Anyway, getting this right is important to me because with irregular time - for example, a skip in the time interval - may give an over- or underestimate of the coefficients in the rolling regression, as the sample window will include additional time .无论如何,正确处理对我来说很重要,因为在不规则的时间 - 例如,时间间隔中的跳跃 - 可能会高估或低估滚动回归中的系数,因为样本窗口将包括额外的时间。

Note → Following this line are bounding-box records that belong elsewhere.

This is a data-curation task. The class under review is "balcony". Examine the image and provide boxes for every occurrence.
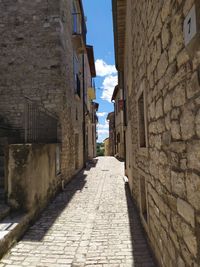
[72,13,86,54]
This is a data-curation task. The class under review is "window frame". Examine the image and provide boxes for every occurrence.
[136,81,149,156]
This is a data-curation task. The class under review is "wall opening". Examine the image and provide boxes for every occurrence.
[140,176,147,222]
[138,92,147,147]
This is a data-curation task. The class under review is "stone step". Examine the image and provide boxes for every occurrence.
[0,212,31,259]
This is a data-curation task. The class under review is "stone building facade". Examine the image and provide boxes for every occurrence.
[107,112,115,156]
[0,0,96,208]
[113,0,200,267]
[85,45,99,160]
[111,87,124,159]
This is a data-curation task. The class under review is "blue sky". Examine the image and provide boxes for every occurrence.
[83,0,117,142]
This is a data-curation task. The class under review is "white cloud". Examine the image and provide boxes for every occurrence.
[101,75,118,102]
[97,112,108,117]
[98,130,109,135]
[95,59,117,77]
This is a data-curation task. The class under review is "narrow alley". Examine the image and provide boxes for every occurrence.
[0,157,156,267]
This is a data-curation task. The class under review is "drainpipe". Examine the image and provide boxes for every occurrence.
[122,72,127,169]
[82,54,86,168]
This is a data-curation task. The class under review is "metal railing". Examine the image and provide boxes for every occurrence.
[24,97,58,143]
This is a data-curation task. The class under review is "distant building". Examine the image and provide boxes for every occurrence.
[112,85,124,159]
[85,45,99,160]
[107,112,115,156]
[0,0,96,213]
[103,138,110,156]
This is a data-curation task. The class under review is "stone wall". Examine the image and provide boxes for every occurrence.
[0,0,83,180]
[114,89,124,159]
[124,0,200,267]
[5,144,61,214]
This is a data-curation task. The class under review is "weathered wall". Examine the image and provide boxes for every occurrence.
[5,144,61,214]
[115,89,124,159]
[0,0,83,180]
[124,0,200,267]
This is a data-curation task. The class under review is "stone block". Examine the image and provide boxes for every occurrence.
[157,52,169,80]
[171,121,181,140]
[177,198,195,227]
[172,83,186,107]
[171,171,186,198]
[181,222,197,257]
[164,94,172,114]
[186,71,200,99]
[195,109,200,138]
[161,23,170,50]
[177,48,190,68]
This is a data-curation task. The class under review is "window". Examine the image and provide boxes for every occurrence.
[140,176,147,222]
[73,53,81,97]
[138,91,147,148]
[72,3,81,34]
[56,145,61,175]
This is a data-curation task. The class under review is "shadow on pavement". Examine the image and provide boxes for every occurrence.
[22,170,87,244]
[125,182,158,267]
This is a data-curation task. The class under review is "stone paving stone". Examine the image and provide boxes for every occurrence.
[0,157,156,267]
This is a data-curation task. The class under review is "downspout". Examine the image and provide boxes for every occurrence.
[82,54,86,168]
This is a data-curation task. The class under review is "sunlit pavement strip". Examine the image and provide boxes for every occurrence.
[0,157,156,267]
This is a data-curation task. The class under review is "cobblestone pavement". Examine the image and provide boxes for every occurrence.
[0,157,156,267]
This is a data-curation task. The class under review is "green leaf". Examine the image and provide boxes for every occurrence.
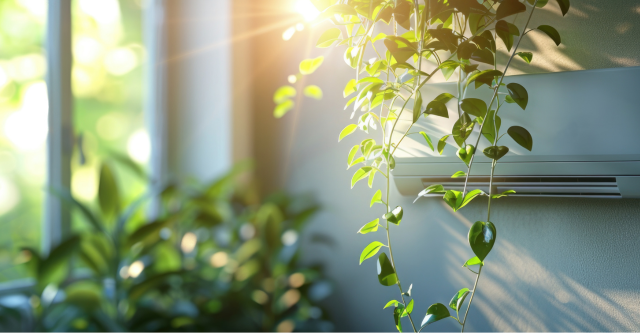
[316,28,342,48]
[483,146,509,161]
[516,52,533,64]
[300,56,324,75]
[351,167,373,188]
[98,164,120,216]
[393,304,405,332]
[469,221,496,261]
[434,93,456,104]
[420,131,435,151]
[462,257,484,267]
[383,206,404,225]
[527,0,549,8]
[460,98,487,117]
[402,299,413,317]
[538,25,562,46]
[413,184,445,203]
[382,299,400,309]
[413,91,422,124]
[338,124,358,142]
[456,145,476,166]
[369,190,383,207]
[378,252,398,287]
[557,0,571,16]
[358,219,380,233]
[422,303,451,328]
[347,145,360,166]
[304,85,322,100]
[438,135,449,155]
[273,99,293,118]
[507,83,529,110]
[458,190,486,210]
[360,241,385,264]
[496,0,527,20]
[273,86,296,104]
[449,288,469,313]
[342,79,358,96]
[442,190,463,212]
[507,126,533,151]
[425,100,449,118]
[491,190,516,199]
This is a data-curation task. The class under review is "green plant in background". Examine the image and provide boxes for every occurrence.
[5,157,332,331]
[278,0,570,332]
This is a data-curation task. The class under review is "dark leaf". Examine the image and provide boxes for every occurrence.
[469,221,496,261]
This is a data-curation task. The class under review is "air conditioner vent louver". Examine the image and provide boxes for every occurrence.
[422,176,622,198]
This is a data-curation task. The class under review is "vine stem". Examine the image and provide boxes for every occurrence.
[462,0,538,195]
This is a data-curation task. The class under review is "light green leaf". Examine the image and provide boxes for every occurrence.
[420,131,435,151]
[300,56,324,75]
[338,124,358,142]
[460,98,487,117]
[358,219,380,235]
[516,52,533,64]
[538,25,562,46]
[273,86,296,104]
[507,83,529,110]
[369,190,383,207]
[351,167,373,188]
[360,241,385,264]
[316,28,342,48]
[342,79,358,97]
[491,190,516,199]
[347,145,360,166]
[413,184,445,203]
[273,99,293,118]
[304,85,322,100]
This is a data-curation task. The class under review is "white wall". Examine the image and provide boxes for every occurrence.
[254,0,640,331]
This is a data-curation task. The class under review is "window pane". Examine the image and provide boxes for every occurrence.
[0,0,48,282]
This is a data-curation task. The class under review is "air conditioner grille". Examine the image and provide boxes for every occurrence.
[422,176,621,198]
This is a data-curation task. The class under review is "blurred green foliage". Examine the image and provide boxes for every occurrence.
[0,162,333,331]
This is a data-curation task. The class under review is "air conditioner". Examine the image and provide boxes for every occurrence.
[393,67,640,198]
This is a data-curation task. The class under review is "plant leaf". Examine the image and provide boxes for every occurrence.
[299,56,324,75]
[449,288,469,313]
[507,83,529,110]
[538,25,562,46]
[420,131,435,151]
[338,124,358,142]
[378,252,398,287]
[507,126,533,151]
[469,221,496,261]
[360,241,384,264]
[516,52,533,64]
[460,98,487,117]
[422,303,451,328]
[358,219,380,233]
[496,0,527,20]
[351,167,373,188]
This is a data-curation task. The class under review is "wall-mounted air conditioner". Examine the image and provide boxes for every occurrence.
[393,67,640,198]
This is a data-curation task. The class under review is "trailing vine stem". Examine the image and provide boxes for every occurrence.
[461,0,538,333]
[462,0,538,195]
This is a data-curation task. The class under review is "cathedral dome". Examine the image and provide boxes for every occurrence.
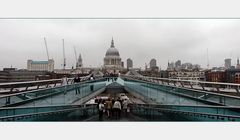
[106,39,120,56]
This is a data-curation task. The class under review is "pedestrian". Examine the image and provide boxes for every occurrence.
[122,99,129,116]
[106,98,112,118]
[62,75,68,86]
[98,100,104,121]
[113,99,121,119]
[73,76,80,94]
[62,75,68,95]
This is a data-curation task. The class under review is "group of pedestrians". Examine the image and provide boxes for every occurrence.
[98,98,130,121]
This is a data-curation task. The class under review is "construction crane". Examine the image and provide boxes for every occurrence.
[73,46,78,67]
[63,39,66,70]
[207,48,209,69]
[44,37,49,60]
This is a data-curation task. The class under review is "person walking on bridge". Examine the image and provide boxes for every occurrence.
[98,99,104,121]
[106,98,112,118]
[113,99,121,119]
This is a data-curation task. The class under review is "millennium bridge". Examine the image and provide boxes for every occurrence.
[0,74,240,121]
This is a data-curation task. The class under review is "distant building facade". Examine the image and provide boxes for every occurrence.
[76,54,83,68]
[27,59,54,71]
[168,70,205,81]
[206,70,226,82]
[150,58,157,69]
[127,58,133,69]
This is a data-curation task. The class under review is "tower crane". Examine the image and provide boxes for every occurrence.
[44,37,49,60]
[73,46,78,67]
[63,39,66,70]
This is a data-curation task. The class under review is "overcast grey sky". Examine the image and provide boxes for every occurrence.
[0,19,240,69]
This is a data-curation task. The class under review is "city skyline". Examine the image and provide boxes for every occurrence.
[0,19,240,69]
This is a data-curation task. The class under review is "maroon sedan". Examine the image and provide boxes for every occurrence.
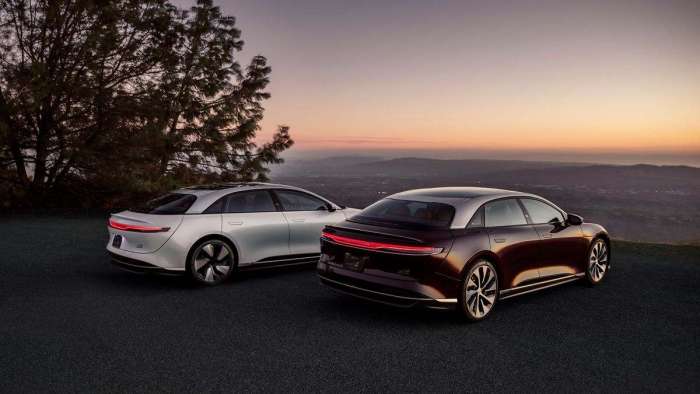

So I was wondering if anyone can help me with creating a function that does this in the simplest way?所以我想知道是否有人可以帮助我创建一个以最简单的方式执行此操作的函数? The dataset is based on measuring a variable over time ie 2 variables: time , and response .该数据集基于随时间测量变量,即 2 个变量: time和response 。 Time is measured every x time elapsed units (seconds, minutes, so not date/time formatted), but once in a while it becomes irregular.时间每隔x时间单位测量一次(秒、分钟,所以不是日期/时间格式),但有时它会变得不规则。
For every row in the function, it should perform a linear regression based on a width of n time units.对于函数中的每一行,它应该基于n 个时间单位的宽度执行线性回归。 The width should never exceed n units, but may be floored (ie reduced) to accomodate irregular time sampling.宽度不应超过n 个单位,但可以降低(即减少)以适应不规则的时间采样。 So for example, if the width is specified at 20 seconds, but time is sampled every 6 seconds, then the window will be rounded to 18, not 24 seconds.例如,如果宽度指定为 20 秒,但时间每 6 秒采样一次,则窗口将四舍五入为 18 秒,而不是 24 秒。
I have looked at the question here: How to calculate the average slope within a moving window in R , and I tested that code on an irregular time series, but it looks like it's based on regular time series.我看过这里的问题: 如何计算 R 中移动窗口内的平均斜率,我在不规则时间序列上测试了该代码,但它看起来像是基于规则时间序列。
Sample data:样本数据:
sample <-
structure(list(x = c(0, 1, 2, 3, 4, 5, 6, 7, 8, 9, 10, 11, 12,
13, 14, 15, 16, 17, 18, 19, 20, 21, 22, 23, 24, 25, 26, 27, 28,
29, 32, 33, 34, 35, 36, 37, 38, 39, 40, 41, 42, 43, 44, 47, 48,
49), y = c(50, 49, 48, 47, 46, 47, 46, 45, 44, 43, 44, 43, 42,
41, 40, 41, 40, 39, 38, 37, 38, 37, 36, 35, 34, 35, 34, 33, 32,
31, 30, 29, 28, 29, 28, 27, 26, 25, 26, 25, 24, 23, 22, 21, 20,
19)), .Names = c("x", "y"), class = c("tbl_df", "tbl", "data.frame"
), row.names = c(NA, -46L))
My current code (based on a previous question I referred to).我当前的代码(基于我提到的先前问题)。 I know it's not subsetting by time:我知道这不是按时间进行子集化:
library(zoo)
clm <- function(z) coef(lm(y ~ x, as.data.frame(z)))
rollme <- rollapplyr(zoo(sample), 10, clm, by.column = F, fill = NA)
The expected output (manually calculated) is below.预期输出(手动计算)如下。 The output is different from a regular rolling regression -- the numbers are different as soon as the time interval skips at 29 (secs):输出与常规滚动回归不同 - 一旦时间间隔跳过 29(秒),数字就会不同:
NA
NA
NA
NA
NA
NA
NA
NA
NA
-0.696969697
-0.6
-0.551515152
-0.551515152
-0.6
-0.696969697
-0.6
-0.551515152
-0.551515152
-0.6
-0.696969697
-0.6
-0.551515152
-0.551515152
-0.6
-0.696969697
-0.6
-0.551515152
-0.551515152
-0.6
-0.696969697
-0.605042017
-0.638888889
-0.716981132
-0.597560976
-0.528301887
-0.5
-0.521008403
-0.642857143
-0.566666667
-0.551515152
-0.551515152
-0.6
-0.696969697
-0.605042017
-0.638888889
-0.716981132
I hope I'm providing enough information, but let me know (or give me a guide to a good example somewhere) for me to try this?我希望我提供了足够的信息,但让我知道(或给我一个很好的例子的指南)让我尝试这个?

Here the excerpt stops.